Nama aslinya adalah Raden Mas Jatmika, atau Raden Mas Rangsang. Ayahnya adalah Raja Mataram kedua, sedangkan ibunya adalah putri Pangeran Benawa, Raja Pajang. Pada awal pemerintahannya, Raden Mas Rangsang diberi gelar Panembahan Agung. Kemudian setelah menaklukkan Madura pada tahun 1624, ia mengubah gelarnya menjadi Susuhunan Agung atau, singkatnya, Sunan Agung.
Pada tahun 1641, Sunan Agung memperoleh gelar Arab – Sultan Abdullah Muhammad Maulana Mataram – dari imam Masjid al-Haram di Mekah, Arab Saudi.
Sultan Agung naik tahta pada tahun 1613. Pada tahun 1614, VOC (bermarkas di Ambon saat itu) mengirim utusan untuk membujuk Sultan Agung untuk berkolaborasi, namun ia menolak tawaran tersebut dengan tegas.
Pada tahun 1618, Mataram dilanda kegagalan panen akibat perang yang berkepanjangan melawan Surabaya. Namun, Sultan Agung tetap menolak untuk berkolaborasi dengan VOC.
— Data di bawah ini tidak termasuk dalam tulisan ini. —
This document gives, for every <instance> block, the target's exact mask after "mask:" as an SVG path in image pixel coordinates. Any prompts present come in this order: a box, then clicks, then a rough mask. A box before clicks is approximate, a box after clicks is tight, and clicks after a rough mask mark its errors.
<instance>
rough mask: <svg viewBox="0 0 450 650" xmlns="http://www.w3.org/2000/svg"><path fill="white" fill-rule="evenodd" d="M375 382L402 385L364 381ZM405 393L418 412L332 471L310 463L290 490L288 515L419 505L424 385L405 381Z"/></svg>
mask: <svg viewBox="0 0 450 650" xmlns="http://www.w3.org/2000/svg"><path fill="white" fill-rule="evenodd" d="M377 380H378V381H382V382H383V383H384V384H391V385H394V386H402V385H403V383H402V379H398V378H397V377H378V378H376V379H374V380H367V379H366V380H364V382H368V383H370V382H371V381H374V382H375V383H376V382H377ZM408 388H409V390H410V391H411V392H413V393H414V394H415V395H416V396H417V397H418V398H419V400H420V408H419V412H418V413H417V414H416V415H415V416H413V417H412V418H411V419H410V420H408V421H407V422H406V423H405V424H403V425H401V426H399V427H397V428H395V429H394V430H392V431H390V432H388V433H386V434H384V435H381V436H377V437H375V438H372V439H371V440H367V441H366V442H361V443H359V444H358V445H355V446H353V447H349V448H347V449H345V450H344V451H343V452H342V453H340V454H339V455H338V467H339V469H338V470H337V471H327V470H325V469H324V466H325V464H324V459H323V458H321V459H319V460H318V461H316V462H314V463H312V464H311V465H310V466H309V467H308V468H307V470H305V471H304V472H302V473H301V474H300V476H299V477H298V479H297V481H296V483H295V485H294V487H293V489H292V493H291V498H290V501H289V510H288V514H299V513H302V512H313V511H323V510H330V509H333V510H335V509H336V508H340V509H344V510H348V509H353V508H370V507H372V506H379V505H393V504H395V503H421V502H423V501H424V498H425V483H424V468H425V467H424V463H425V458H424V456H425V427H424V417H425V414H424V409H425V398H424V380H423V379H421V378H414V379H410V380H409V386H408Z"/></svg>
Sultan Agung mencoba menjalin hubungan dengan Portugis untuk bersama-sama menghancurkan VOC. Namun, hubungan ini terputus pada tahun 1635 karena posisi Portugis yang lemah.
Seluruh pulau Jawa pernah berada di bawah kekuasaan Kesultanan Mataram, kecuali Batavia yang masih diduduki oleh militer VOC-Belanda. Pada saat itu, Banten sudah diassimilasi secara budaya. Wilayah diluar Jawa yang berhasil dikuasai Kesultanan Mataram adalah Palembang di Sumatra pada tahun 1636 dan Sukadana di Kalimantan pada tahun 1622. Sultan Agung juga membangun hubungan diplomatik dengan Makassar, kerajaan terkuat di Sulawesi pada masa itu.
Sultan Agung berhasil menjadikan Mataram sebagai kerajaan besar melalui kekuatan militer, budaya bangsanya, dan pembangunan ekonomi, terutama dengan pengenalan sistem pertanian.